The very thought of you
Billie Holiday was a great singer, probably the greatest jazz singer. I didn't like vocals in jazz until I heard her back in high-school. The way she delivers the song is akin to a folk musician telling a story-doing that in jazz is not easy. Its definitely my favorite love song.

There will never be another you
Another love song with vocals that goes way back. I love the way Billie Holiday sings this song but I also like Dewey Redman's tenor saxophone version as well. I'm a sucker for jazz standards about love.

Footprints
Wayne Shorter is a phenomenal soloist as well as composer. This tune is another must hear for any jazz listeners because it came out at such a turning point in jazz music-the late 60's when jazz was going towards a free jazz, fusion, and smooth jazz route. That was the last significant changes that came to jazz. The way that Tony Williams (drums) and Ron Carter (bass) play in the rhythm section gives the tune an Afro-Cuban vibe. The melody is a blues.

All the things you are
Another love song that I dig. The intro has this dark minor quality to it and then it goes into this beautiful melody that could make a grown man cry. Charlie Parker's version does it for me but there are a lot of great vocal performances that knock my socks off. I also like how this tune spawned a counter tune entitled All the things you aren't.

Donna Lee
Speaking of Charlie Parker....This is a great Charlie Parker tune that I like. The melody is fast, melodic, and heavily syncopated-everything a jazz head should be. Then Parker goes into a calculated alto solo that is the bees-knees. It's actually mistaken that Charlie Parker wrote this tune. It was Miles Davis who wrote the tune originally but Parker has gotten credit for it over the years. Jaco Pastorious' solo on his version is magnifique.

Body and soul
Another love song going back to the 30's that I love hearing and playing on the guitar when I play through my Fakebook. Check out this fantastic Charlie Parker rendition with Efferge Ware on guitar-here. The guitarist plays simple comping rhythms-stuff even I could play but he does it in such a commanding and musical manner it complements Parker's alto sax excursions well.

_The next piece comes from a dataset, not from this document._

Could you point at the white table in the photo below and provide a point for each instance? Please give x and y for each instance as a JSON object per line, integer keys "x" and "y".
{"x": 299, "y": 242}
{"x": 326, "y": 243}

That version goes off from the main melody but a more stock version would be something like this. Here Coltrane plays the stock melody with some slight variations on the rhythms and timings. This tune is considered a challenging piece to solo over but the unusual nature of the chords provide a great deal of improvisational freedom.

I'm going to end the list here because I could go on and on about my favorites. That's my list. What are some of your favorite popular jazz tunes?